Open ibab opened 8 years ago

ibab commented 8 years ago

By adding a layer between the framework and the underlying symbolic computation engine, the backend could be switched out. This would be similar to what has been done for Keras: http://keras.io/backend/

glouppe commented 8 years ago

@fchollet tells me on Twitter that the abstraction layer is in fact very standalone, which is great :) It would be worth investigating if all the components we need have been abstracted away though, since it is very NN-oriented.

glouppe commented 8 years ago

Hi Igor! I see you started working on something similar based on Tensorflow. What are your impressions so far? (Tensorflow is really developed rapidly at the moment, which is nice!)

ibab commented 8 years ago

Hi, in many ways tensorflow feels like an improved theano. The compilation time is almost negligible and the symbolic language is more flexible. Also, you can implement your operators in C++ (and link them in dynamically), which is nicer than constructing the code for a C++ program in Python (never quite understood how that works in theano). The maintainers are very active and pull requests get reviewed quickly (big :+1: ).

The internals are well-designed and can be understood by someone with C++ knowledge in a few days or so. A lot of the code is based on a very nice Tensor module that they've pushed upstream to eigen3.

I love that the computational graph in tensorflow is simply a protobuf message, that's a great idea. (Allows you to edit/optimize it from both C++ and Python, can be serialized quickly, operations on it are fast).

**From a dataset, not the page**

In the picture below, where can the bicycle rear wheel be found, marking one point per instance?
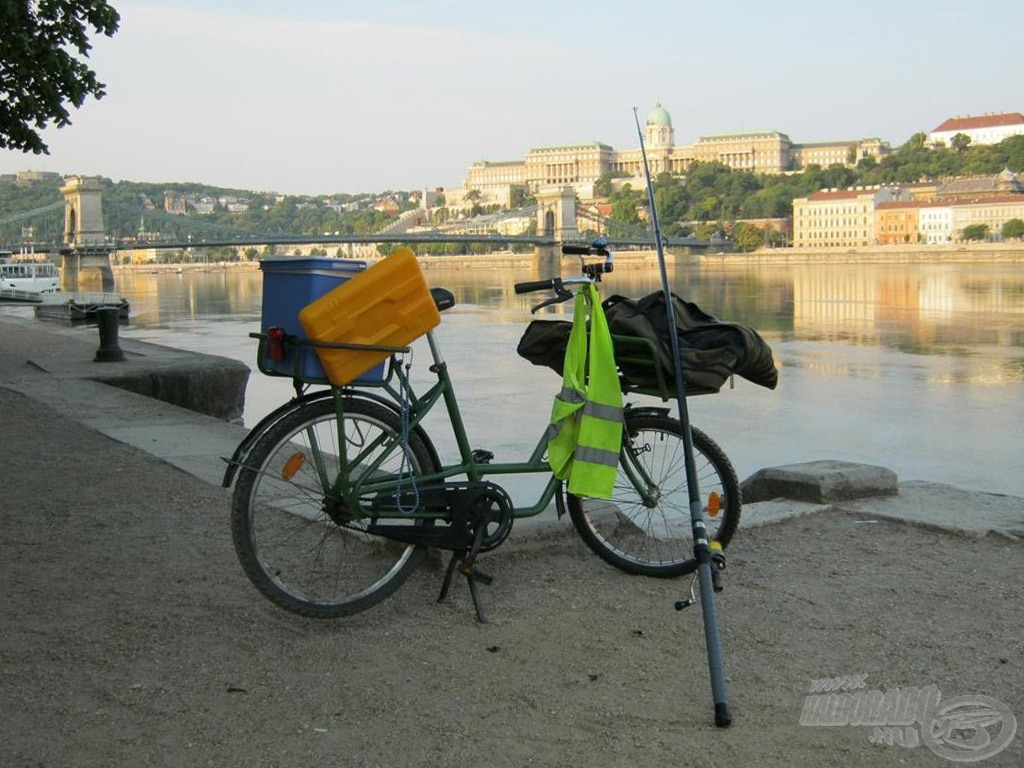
(303, 550)
(645, 526)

Right now tensorflow has a few rough edges, for example you might find that an operator you want doesn't exist or is only enabled for float32 instead of float64, and so on. Also, I found it really difficult to rewrite graphs, as the API is very low-level, and there are not enough convenience functions for doing things that should be simple. It's also not that easy to get running at the moment (for example, the wheel for python 3 will just segfault on python 3.5).

I think that it makes sense to go with tensorflow for new projects, although theano is certainly nice as well. Using an abstraction layer to switch between the two makes a lot of sense for projects that are already based on theano.

ibab commented 8 years ago

Oh, and I've tried running a large fit on several GPUs at once and it was :rocket:

cranmer commented 8 years ago

Talking with @fegin and I think it would be nice to do this so that we can start some tests. So I'd up the priority on this.

glouppe commented 8 years ago

@cranmer Not sure if you have followed, but @ibab started tensorprob (https://github.com/tensorprob/tensorprob). It is more or less the same thing but based on TensorFlow. Seems pretty neat so far!

cranmer commented 8 years ago

oh, I didn't see that. I was hoping that would wait until this other discussion converged. But I'm glad to see progress. Can we try to organize a discussion together with @fegin sometime soon.